Plusieurs articles de ce blog seront consacrés à la notion d’appropriation (ownership en anglais), fondamentale pour agir dans le domaine de la coopération internationale, et qui est plus dans le secteur éducatif. Nous nous concentrerons dans cet article sur sa définition et quelques constats.

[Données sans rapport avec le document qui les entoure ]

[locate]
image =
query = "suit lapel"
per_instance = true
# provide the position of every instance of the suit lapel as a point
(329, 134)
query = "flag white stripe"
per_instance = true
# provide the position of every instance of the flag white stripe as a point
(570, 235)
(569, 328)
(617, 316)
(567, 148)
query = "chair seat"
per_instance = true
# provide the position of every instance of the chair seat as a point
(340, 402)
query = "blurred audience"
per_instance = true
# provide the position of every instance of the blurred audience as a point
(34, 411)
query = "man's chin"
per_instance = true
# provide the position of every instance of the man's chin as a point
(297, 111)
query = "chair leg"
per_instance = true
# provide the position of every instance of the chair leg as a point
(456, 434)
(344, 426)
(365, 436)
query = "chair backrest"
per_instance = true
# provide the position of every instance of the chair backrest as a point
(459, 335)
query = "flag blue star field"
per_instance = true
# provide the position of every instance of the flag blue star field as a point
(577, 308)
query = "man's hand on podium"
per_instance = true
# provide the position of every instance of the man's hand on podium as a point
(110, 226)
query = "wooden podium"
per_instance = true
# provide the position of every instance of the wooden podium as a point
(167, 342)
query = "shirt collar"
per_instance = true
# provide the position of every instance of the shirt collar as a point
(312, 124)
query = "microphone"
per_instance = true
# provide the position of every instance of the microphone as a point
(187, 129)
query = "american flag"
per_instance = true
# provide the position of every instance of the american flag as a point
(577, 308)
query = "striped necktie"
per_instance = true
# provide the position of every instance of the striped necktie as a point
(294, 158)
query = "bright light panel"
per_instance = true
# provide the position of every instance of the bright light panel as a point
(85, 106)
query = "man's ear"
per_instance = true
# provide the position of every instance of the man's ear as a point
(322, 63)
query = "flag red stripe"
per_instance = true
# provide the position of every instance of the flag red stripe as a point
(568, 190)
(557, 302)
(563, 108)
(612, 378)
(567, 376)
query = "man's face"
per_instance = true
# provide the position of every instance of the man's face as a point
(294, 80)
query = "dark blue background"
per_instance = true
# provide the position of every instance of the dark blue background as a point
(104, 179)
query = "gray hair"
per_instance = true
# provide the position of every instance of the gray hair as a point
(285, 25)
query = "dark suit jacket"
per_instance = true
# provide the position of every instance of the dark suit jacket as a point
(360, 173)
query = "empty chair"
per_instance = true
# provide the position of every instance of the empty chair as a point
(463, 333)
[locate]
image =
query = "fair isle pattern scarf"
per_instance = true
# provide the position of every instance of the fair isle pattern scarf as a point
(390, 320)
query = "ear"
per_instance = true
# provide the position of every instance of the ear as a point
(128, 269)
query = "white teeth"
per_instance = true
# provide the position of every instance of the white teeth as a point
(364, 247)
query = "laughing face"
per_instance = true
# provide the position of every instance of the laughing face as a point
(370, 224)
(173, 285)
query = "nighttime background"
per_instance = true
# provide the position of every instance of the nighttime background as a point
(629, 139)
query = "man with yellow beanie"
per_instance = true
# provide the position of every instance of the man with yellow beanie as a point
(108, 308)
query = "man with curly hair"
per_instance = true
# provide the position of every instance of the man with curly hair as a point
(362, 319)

Pour définir le concept d’appropriation dans le domaine de la coopération, nous pouvons nous référer à la Déclaration de Paris sur l’efficacité de l’aide au développement de 20051 qui l’a érigé comme principe phare :

La norme pour les receveurs d’aide est désormais d’élaborer leurs propres stratégies nationales de développement avec leurs parlements et électeurs.

Source : OCDE

Nous voyons que l’appropriation suppose non seulement une implication des décideurs nationaux, mais également (et la difficulté est de savoir dans quelle mesure) des acteurs locaux de l’éducation, tels que les enseignants, les directions d’établissements scolaires, les parents etc. qui sont d’ailleurs bien placés pour savoir ce qui est pertinent à mettre en place dans ce domaine2. Cela signifie que la coopération internationale ne peut réussir à long terme que si les parties prenantes des pays en développement considèrent les projets ou programmes à financement externe comme étant les leurs et si elles sont étroitement associées à leur planification, leur mise en œuvre et leur évaluation. Bref, ils doivent s’approprier les actions à mener dans l’éducation.

Cette notion fait également apparaître l’idée de partenariats équilibrés entre acteurs nationaux/locaux et acteurs de la coopération. Nous aurons l’occasion de revenir largement sur cette notion de « partenariat » dans un prochain article.

Mais qu’en est-il alors de l’appropriation dans la pratique de la coopération internationale en éducation (CIE) ?

Malgré des changements dans la méthodologie de l’aide au développement, apparus notamment après la Déclaration sus mentionnée, beaucoup de critiques sont émises à l’endroit de la CIE. Une critique courante est que les projets ou programmes sont encore trop souvent pensés de manière top-down, sans mise en place de réels processus participatifs aux différents niveaux (conception, mise en œuvre et évaluation) qui permettraient entre autres cette appropriation aux niveaux des politiques nationales, mais aussi et surtout des bénéficiaires. En effet, bien souvent dans les projets de coopération internationale, les décisions se prennent peu avec les acteurs locaux3.

À partir de deux recherches que nous avons menées ces dernières années, nous allons démontrer la difficulté pour les acteurs de la coopération internationale à respecter ce principe d’appropriation.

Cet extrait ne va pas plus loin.